Moghe’s lab currently tries to increase the elasticity of the scaffold technology so that it matches that of the brain. Biopolymers are “not mechanically of the same softness, compliance or elasticity that you need in a soft organ like the brain,” he said.
For this reason, they attempt to use a peptide-based scaffold to form soft hydrogel microspheres, which have a high water content and provide a cushion for the neurons.
“We’re creating these microspheres that have neurons trapped between them at high densities, and now they’re in a soft material,” Moghe said.
Moghe also hopes to make the conversion of stem cells to neurons safer by using chemical methods, which will reduce the neurons’ interactions with viruses.
Although Moghe’s lab can be classified under biomedical engineering, he emphasizes the interdisciplinary nature of the lab environment in terms of its constituents’ educational backgrounds, across experience level and majors.
He specifically mentions three women in his lab: Biomedical Engineering post-doctorate Nicola Francis, chemical engineering graduate student Nanxia Zhou, and molecular biology and biochemistry first year Hannah Calvelli.
Francis adds that Director Rick Cohen and Astha Saini, his undergraduate researcher, from the Stem Cell Institute of New Jersey as well as Dr. Zhiping Pang, her other primary investigator from the Child Health Institute of New Jersey, have also been valuable collaborators.
Francis is officially a research associate for this project, and has her appointment through The Child Institute of New Jersey. She developed and brought this hydrogel and microfluid technology to Moghe’s lab.
“There’s multiple projects in the lab that are highly different from each other, and there’s a great spirit of collaboration and scientific work,” she said.
“At this point I do everything myself … and I train students to also be involved in all areas as well. No one is going to specialize in any one thing, I want everyone to be well-rounded and be able to do any of the tasks needed to complete the project,” she said.
Calvelli first became interested in Moghe’s lab because of its focus on medicine, something she wanted to learn about through research.
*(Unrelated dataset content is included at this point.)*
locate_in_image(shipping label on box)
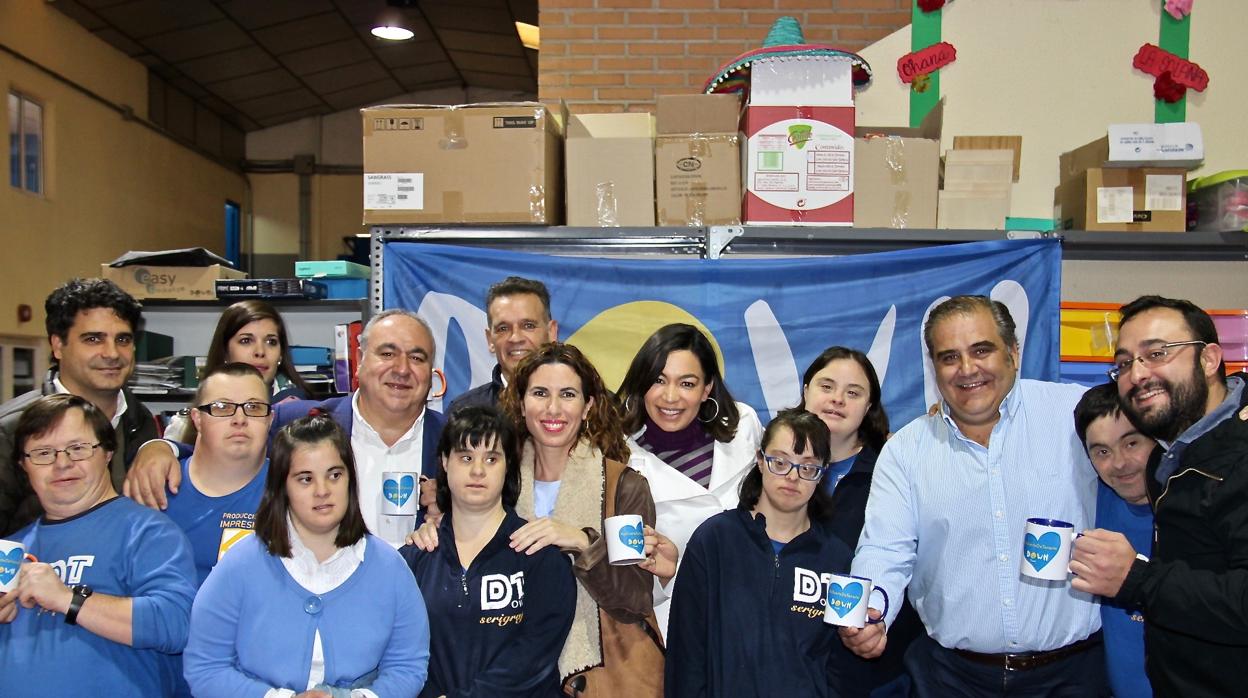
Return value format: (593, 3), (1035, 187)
(100, 265), (247, 301)
(361, 102), (563, 225)
(741, 106), (854, 226)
“I was a little worried at first because being an undergrad in a different field, that was really intimidating, but Nicola and Nanxia have been my mentors throughout the process and they’re both really good at teaching and trying to explain everything step-by-step,” she said.
“Sometimes people might need things explained a different way, but after working on the same project for a while you learn the jargon in that particular field,” Francis said.
Francis also notes that out of the 10 or 15 people who work in this lab, majority are women, with only a “handful” of men. She says that in all her lab experience at least half of her team members have been women, and she has had many women advisors as well.
Calvelli adds, “I think it’s pretty empowering especially because research is a male-driven field so it’s definitely nice to work with a lot of strong women who are passionate about STEM.”
She recommends undergraduate research and said, “Rutgers has so much opportunity for undergraduate research, it’s definitely something you should try out and they have it for really every field, even outside of STEM.”